Entendi, então, que o link reportava à plataforma do saudoso compositor, então me redirecionei à plataforma de Kharrasova e, ao lado do single desta resenha, estava a sua versão para “Dumka, Op. 59” de seu conterrâneo Tchaikovsky. A “Sonatina” de Ravel começou a ser escrita em 1903 e sua conclusão em 1905. Nesse meio tempo, o francês chegou a publicar a sua suíte “Miroirs” (1904 – 1905). A primeira apresentação se chama “Sonatine, M. 40: I. Modéré” que, com delicadeza crucial, Kharrasova executa em perfeito estado.

Aos amantes da música clássica e universal, a interpretação dessa obra pela ótica da musicista, traz um apelo mais profundo. Ou seja, não está aqui uma sonatina para ornamentar o espaço onde se encontra a sua audição. A performance de Kharrasova é entregar aos ouvidos do admirador, uma percepção mais profunda onde cada nota ressoada seja capturada e percebida. Em outras palavras, a intenção é entregar a música com seu grau de complexidade esmiuçado, onde o ouvinte perceba as nuances, o baile dos dedos e até mesmo a respiração das teclas. Uma audição limpa, leve, mas sem desprezar a dinâmica.

Um dos exemplos fieis do estilo de Kharrasova está nesse single, pois as notas que a artista extrai de seu instrumento parecem seguir uma sequência de fila indiana. Cada movimento um significado, cada acorde uma surpresa. Um verdadeiro menu de rodízio de pratos finos, onde cada um possui a sua importância e o seu impacto, assim são os acordes de músicas como “Sonatine, M. 40: II. Mouvement De Menuet”, o segundo movimento dessa obra cujos parâmetros de qualidade nunca expiram. Pelo contrário, se mostram como referência para gerações eternizarem e atentarem aos seus detalhes. Uma verdadeira criação digna de um panteão, traduzida aqui por um ser humano talentosíssimo.
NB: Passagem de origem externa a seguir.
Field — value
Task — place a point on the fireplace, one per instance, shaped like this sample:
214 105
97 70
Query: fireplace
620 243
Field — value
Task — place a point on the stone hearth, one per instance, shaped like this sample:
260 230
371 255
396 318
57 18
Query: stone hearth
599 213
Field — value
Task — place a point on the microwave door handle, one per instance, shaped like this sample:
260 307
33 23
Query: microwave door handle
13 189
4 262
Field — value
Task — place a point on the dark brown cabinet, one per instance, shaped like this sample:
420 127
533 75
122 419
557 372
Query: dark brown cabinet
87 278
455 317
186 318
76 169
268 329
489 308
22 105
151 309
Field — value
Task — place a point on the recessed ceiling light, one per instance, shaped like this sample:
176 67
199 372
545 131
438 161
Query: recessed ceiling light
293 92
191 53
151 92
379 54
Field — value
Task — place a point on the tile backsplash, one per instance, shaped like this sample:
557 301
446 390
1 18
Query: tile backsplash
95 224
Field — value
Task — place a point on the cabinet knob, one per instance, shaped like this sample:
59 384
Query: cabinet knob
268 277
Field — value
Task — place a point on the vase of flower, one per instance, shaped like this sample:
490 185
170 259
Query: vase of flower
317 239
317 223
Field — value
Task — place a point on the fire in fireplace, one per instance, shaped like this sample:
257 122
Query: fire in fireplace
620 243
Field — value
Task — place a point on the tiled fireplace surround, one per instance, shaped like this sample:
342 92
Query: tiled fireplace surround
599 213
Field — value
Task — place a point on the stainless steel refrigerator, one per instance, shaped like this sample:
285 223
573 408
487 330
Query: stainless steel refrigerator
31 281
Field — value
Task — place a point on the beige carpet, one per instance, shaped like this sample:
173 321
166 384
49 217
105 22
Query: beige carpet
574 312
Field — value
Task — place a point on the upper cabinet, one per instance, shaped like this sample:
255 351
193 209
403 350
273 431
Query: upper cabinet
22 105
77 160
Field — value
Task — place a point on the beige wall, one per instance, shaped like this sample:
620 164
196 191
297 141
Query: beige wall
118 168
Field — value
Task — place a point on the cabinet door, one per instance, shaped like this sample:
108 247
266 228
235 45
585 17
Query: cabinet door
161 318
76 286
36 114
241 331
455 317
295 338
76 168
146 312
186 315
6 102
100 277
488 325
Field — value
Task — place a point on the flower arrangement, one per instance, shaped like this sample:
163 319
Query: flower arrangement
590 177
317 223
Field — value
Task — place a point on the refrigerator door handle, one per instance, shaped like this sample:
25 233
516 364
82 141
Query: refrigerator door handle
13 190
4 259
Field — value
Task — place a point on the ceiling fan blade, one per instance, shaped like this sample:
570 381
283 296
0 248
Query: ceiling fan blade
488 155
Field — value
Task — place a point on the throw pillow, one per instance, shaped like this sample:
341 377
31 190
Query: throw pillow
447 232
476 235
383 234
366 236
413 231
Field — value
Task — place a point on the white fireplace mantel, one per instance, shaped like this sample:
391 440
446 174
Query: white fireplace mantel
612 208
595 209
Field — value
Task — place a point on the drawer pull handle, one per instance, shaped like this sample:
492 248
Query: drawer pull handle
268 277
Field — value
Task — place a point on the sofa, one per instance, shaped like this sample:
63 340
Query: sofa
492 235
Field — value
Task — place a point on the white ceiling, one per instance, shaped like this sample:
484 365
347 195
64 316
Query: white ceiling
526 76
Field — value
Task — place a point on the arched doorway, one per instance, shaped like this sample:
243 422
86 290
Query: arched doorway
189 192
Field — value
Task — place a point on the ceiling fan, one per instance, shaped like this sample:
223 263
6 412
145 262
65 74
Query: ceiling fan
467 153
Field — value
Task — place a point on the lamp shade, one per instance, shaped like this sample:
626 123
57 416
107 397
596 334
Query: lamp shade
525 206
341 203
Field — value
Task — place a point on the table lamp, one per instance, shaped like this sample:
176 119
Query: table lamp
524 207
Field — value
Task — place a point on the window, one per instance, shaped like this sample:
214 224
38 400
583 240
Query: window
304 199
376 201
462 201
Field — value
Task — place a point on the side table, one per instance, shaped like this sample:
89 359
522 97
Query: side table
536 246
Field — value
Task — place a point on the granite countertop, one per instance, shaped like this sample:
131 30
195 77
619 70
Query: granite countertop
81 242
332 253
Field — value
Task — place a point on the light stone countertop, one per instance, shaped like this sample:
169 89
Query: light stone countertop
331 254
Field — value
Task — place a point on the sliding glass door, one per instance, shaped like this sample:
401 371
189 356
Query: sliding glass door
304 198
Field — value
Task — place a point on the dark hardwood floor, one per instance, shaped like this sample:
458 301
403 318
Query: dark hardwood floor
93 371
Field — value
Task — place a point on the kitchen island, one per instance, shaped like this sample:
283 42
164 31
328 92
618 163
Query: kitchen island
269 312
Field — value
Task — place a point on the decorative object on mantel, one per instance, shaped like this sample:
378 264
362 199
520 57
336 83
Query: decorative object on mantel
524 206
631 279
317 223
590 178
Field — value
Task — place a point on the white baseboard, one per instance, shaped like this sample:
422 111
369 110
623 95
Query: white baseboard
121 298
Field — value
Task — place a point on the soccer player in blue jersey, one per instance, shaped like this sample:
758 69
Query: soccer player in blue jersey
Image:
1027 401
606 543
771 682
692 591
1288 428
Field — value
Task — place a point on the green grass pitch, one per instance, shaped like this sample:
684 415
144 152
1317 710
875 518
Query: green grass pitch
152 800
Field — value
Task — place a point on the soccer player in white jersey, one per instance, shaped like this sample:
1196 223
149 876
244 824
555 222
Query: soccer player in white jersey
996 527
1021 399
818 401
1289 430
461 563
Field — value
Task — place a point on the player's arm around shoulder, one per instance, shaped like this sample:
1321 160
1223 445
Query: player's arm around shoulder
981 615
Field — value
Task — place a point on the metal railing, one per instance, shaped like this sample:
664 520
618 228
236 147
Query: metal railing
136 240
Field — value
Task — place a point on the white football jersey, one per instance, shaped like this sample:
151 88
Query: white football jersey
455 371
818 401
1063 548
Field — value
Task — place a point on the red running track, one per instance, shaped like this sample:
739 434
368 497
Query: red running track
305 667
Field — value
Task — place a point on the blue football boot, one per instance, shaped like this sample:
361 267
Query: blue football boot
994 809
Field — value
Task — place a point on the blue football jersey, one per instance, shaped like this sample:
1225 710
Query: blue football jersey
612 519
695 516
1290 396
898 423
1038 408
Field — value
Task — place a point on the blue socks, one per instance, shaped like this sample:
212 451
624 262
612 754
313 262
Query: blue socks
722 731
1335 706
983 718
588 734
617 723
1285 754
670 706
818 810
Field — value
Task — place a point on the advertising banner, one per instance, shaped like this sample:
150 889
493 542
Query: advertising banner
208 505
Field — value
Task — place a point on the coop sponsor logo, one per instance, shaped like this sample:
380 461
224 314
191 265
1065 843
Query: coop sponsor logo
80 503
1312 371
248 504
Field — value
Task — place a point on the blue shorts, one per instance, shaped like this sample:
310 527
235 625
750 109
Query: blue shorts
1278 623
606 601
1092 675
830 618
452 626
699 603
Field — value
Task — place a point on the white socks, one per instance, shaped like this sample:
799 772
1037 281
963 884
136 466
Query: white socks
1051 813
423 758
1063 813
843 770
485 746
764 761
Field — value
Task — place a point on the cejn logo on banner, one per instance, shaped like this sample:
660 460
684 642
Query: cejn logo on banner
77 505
O estilo moderno da pianista não desafia o gosto dos amantes mais conservadores, entretanto, sua abordagem foge de paradígmas rudimentares quando a produção entrega foco e evolução. Foco no sentido de concentração em toda a execução, o resultado disso é uma interpretação insenta de fugas e imersa na simetria. Em paralelo, vem uma produção nitidamente sofisticada com abertura para uma instrumentação livre, cristalina e seletiva. Com isso, Kharrasova promove aqui um encontro do século XIX com o XXI através de uma das linguagens que mais aproximam nações e culturas, a música.

Agora, não pense que essa homenagem digna de coroação está disponível apenas para audição. O Projeto Tonraum, que inclusive faz a distribuição desse single pelas plataformas de streaming através do selo TonRaum Records, integrou um movimento desta sonatina em uma cena de ensaio, exibida por realidade virtual. Dessa maneira, confere-se a moldagem do ritmo, foco e percepção espacial da execução. Imagina você sentindo o movimento de cada nota da fração pulsando de acordo com o coração? É o que isso pode levar. Para encerrar essas considerações, “Sonatine, M. 40: III. Animé”, que é o último movimento, transmite na rapidez dos acordes, uma melodia marcante que resume toda a paixão e dedicação de Rina Kharrasova em seu papel de artista.